@Zolko
Il y a de bonnes idées dans l’idéologie communiste (il faut rappeler quand même que dans l’application très imparfaite de cette idéologie, il n’y avait pas de chômage, ni de prostitution). Maintenant, je ne cherche à imposer rien à personne. Mais la propriété privée est à la base de toute la misère. Quand un SDF ne trouve pas de travail ("parce’ que la monnaie manque dans les rouages"), et bien on lui interdit de cultiver un lopin de terre ou de réparer une maison qui s’écroule, parce que rien ne lui appartient, il est donc obligé d’accepter sa condition même si en toute logique, il peut s’en sortir.
Quel est ce système qui prône la propriété privée comme une avancée s’il n’est pas capable de permettre aux gens aptes de manger et de se loger décemment ?
Est-ce un système efficace, est-ce que la monnaie et la propriété privée répondent à ce problème simple des besoins essentiels ? Non, pas du tout, ce sont ces 2 éléments qui permettent justement d’accepter l’exclusion de quelqu’un d’apte, qui permettent d’accepter l’inacceptable parce que vous comprenez, c’est ça l’économie.
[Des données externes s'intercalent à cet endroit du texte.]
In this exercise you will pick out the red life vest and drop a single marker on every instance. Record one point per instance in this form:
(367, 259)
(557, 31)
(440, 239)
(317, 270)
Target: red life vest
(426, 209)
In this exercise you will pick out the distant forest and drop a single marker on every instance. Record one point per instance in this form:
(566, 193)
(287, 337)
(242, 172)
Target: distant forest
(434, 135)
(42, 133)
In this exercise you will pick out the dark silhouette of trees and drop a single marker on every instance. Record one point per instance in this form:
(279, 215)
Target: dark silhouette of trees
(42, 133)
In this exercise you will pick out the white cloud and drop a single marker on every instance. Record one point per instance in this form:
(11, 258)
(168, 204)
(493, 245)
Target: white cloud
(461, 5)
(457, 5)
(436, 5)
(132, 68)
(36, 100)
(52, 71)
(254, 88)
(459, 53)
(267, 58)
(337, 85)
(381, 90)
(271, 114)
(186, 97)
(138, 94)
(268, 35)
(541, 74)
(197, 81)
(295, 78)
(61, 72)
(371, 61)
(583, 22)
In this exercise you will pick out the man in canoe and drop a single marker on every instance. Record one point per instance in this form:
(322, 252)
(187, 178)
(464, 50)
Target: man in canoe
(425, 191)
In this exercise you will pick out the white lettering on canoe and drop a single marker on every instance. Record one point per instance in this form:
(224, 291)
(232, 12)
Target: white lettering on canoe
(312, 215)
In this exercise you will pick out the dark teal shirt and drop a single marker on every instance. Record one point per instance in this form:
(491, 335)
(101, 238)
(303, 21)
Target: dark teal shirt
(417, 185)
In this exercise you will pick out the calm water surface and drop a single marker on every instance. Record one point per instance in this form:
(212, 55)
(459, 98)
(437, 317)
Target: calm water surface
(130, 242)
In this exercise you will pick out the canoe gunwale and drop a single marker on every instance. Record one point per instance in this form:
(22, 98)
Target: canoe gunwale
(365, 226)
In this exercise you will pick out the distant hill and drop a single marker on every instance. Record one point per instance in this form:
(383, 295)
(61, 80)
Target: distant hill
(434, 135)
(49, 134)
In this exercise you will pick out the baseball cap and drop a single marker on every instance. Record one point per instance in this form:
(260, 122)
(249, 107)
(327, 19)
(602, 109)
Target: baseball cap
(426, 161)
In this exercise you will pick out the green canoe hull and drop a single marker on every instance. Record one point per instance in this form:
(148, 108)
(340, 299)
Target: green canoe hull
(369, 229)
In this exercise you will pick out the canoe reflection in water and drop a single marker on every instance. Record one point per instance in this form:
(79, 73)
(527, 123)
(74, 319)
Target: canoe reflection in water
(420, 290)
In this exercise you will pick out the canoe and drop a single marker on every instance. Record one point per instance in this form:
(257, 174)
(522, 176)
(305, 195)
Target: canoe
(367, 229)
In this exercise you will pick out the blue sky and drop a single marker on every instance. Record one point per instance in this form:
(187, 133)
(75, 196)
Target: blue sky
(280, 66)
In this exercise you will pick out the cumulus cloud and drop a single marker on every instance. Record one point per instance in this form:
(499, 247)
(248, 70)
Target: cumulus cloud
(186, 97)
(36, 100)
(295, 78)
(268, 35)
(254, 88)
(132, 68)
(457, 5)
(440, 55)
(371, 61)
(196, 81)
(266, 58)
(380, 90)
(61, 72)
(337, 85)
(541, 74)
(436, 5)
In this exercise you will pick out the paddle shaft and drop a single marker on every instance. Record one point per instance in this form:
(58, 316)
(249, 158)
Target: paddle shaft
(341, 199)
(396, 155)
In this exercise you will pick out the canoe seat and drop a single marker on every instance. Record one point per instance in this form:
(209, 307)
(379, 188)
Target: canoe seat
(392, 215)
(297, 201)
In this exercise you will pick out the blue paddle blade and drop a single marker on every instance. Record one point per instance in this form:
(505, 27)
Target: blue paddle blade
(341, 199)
Il y a des pauvres et des mendiants et puis, il y a des milliardaires qui méritent évidemment tout ce qu’ils ont puisqu’ils sont à la base de la création de richesse (sans blague !).
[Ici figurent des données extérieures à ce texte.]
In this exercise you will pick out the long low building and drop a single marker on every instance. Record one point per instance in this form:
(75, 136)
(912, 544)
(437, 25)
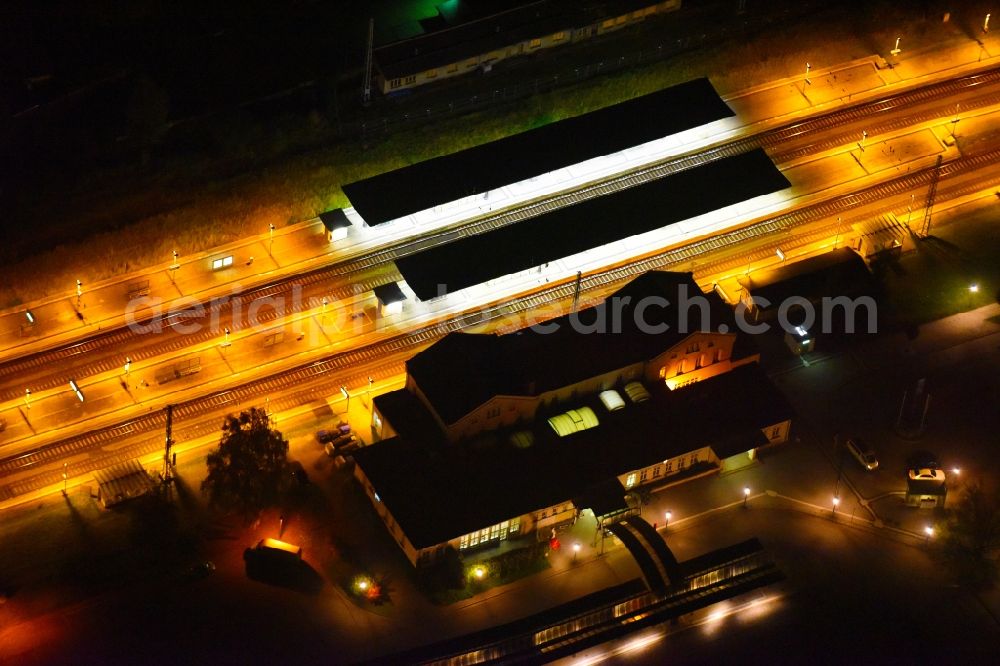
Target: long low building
(489, 166)
(497, 437)
(590, 224)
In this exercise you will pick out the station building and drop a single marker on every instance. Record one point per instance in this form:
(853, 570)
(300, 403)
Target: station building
(502, 437)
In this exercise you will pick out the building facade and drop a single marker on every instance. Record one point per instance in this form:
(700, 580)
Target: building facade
(502, 437)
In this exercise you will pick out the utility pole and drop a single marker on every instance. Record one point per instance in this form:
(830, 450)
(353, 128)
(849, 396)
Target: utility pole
(366, 96)
(576, 292)
(168, 442)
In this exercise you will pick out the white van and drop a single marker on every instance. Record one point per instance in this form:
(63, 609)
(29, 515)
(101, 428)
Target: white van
(862, 453)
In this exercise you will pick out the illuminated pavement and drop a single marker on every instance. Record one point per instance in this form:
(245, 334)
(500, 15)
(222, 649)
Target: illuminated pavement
(295, 248)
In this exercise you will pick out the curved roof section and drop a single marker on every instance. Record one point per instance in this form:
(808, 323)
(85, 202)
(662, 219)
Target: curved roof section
(573, 421)
(486, 167)
(592, 223)
(533, 361)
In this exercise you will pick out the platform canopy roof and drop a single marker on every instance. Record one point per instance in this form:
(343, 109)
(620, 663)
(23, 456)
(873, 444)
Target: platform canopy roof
(534, 152)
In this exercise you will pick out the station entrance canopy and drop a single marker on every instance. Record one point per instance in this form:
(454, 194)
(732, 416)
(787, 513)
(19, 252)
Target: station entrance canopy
(590, 224)
(486, 167)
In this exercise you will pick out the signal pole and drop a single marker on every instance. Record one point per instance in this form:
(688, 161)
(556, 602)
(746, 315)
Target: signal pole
(168, 442)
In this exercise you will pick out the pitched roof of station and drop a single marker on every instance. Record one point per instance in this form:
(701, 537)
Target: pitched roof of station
(567, 349)
(589, 224)
(537, 151)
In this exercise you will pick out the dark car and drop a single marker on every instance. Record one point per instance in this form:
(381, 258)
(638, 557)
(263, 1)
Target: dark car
(324, 436)
(922, 460)
(199, 571)
(298, 473)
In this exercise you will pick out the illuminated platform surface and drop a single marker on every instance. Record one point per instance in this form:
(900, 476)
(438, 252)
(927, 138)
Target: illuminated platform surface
(481, 169)
(590, 224)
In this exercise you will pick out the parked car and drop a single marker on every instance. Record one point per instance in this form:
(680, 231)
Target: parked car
(926, 474)
(199, 571)
(922, 459)
(298, 473)
(862, 453)
(324, 436)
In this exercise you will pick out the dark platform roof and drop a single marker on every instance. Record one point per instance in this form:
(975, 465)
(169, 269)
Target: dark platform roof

Je propose de mettre le travail au centre du système économique puisque les investissements sont du travail, la production c’est du travail, et en travaillant en équipe, l’homme peut réaliser des choses qui le dépassent individuellement.
Et si un système permet à des gens aptes au travail d’être exclus, je pense qu’il faut en changer. Je ne considère pas le travail comme une fin en soi, mais la nourriture ne tombe pas toute seule dans la bouche, il faut faire des efforts pour être à l’abri du froid, du vent, de l’humidité. Donc pourquoi le système nous interdit (dans la situation d’exclusion), de faire ces efforts ?
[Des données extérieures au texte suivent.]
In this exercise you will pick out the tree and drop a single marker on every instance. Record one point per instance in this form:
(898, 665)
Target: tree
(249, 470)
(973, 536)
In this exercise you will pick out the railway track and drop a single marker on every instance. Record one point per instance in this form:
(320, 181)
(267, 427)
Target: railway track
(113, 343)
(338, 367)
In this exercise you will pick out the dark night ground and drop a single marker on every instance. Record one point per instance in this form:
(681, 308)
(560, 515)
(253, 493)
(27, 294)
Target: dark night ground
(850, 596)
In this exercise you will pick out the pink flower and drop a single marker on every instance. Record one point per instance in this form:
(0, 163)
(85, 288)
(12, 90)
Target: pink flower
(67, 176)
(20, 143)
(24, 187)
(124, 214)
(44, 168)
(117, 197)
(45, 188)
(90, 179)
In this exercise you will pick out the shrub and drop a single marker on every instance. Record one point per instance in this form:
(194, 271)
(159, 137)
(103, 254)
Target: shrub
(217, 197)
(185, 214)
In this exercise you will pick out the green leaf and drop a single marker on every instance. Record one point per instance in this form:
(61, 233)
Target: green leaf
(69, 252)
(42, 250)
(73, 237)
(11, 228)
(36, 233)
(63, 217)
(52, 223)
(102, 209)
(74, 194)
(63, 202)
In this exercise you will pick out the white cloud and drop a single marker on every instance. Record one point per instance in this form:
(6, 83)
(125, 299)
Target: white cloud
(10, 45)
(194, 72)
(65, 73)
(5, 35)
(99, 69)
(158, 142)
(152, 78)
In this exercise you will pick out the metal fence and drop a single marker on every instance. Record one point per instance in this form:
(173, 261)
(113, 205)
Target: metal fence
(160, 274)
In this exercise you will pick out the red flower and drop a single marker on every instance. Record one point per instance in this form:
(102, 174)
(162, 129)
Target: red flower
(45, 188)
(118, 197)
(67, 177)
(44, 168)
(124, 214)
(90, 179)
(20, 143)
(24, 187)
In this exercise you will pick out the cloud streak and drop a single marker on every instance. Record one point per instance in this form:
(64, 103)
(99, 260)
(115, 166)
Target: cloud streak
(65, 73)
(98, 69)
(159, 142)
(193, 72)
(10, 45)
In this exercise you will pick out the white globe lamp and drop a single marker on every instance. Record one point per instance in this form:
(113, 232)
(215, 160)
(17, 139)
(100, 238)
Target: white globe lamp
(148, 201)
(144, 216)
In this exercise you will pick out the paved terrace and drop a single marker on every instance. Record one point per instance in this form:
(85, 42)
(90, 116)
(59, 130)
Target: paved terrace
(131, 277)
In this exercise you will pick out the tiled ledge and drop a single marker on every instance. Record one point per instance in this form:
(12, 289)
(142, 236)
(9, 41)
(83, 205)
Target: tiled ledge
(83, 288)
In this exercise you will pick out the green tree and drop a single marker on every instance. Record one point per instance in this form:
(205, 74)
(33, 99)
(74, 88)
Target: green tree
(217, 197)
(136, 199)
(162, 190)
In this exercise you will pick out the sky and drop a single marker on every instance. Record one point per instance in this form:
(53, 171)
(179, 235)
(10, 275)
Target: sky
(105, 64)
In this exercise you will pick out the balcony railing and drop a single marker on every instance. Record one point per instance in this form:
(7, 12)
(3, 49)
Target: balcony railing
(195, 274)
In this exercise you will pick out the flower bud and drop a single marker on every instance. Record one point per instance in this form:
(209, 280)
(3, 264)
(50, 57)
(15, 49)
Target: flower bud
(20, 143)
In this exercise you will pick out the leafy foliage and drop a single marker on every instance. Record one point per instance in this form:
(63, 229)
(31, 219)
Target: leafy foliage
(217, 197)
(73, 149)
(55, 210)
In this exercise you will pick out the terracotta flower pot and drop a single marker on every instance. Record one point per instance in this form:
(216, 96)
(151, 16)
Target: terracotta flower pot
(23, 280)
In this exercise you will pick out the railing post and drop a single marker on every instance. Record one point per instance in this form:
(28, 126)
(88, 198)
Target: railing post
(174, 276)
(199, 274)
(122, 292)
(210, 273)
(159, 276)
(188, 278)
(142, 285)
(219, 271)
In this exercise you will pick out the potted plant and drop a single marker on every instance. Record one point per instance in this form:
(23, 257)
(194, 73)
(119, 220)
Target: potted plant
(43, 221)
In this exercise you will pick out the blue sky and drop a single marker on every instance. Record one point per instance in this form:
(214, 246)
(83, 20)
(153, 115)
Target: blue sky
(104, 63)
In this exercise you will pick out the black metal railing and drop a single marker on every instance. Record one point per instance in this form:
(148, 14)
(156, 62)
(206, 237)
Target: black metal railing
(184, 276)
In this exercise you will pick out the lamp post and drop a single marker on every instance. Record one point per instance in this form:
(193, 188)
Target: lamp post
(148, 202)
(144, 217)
Si vous avez mieux, je prends. Je crois en le moins de choses possibles pour penser hors du bocal (la monnaie et la propriété privée, je n’y crois pas du tout) je crois au travail et à l’usufruit. Ce que je vois, c’est un monde où on habitue les gens à l’inacceptable sous couvert de non-compétence économique. On est prêt pour une nouvelle période d’atrocités (qui a peut-être déjà commencé). C’est ce qui se passe quand on accepte l’inacceptable. Et après les atrocités, on remettra quelques compteurs à zéro, tout en gardant le système qui aura conduit à ces atrocités. Je crois qu’on a les moyens de faire mieux (disons pour 90% d’entre nous qui ne profitent pas vraiment de ce système) et d’éviter ce qu’une minorité dégénérée nous propose.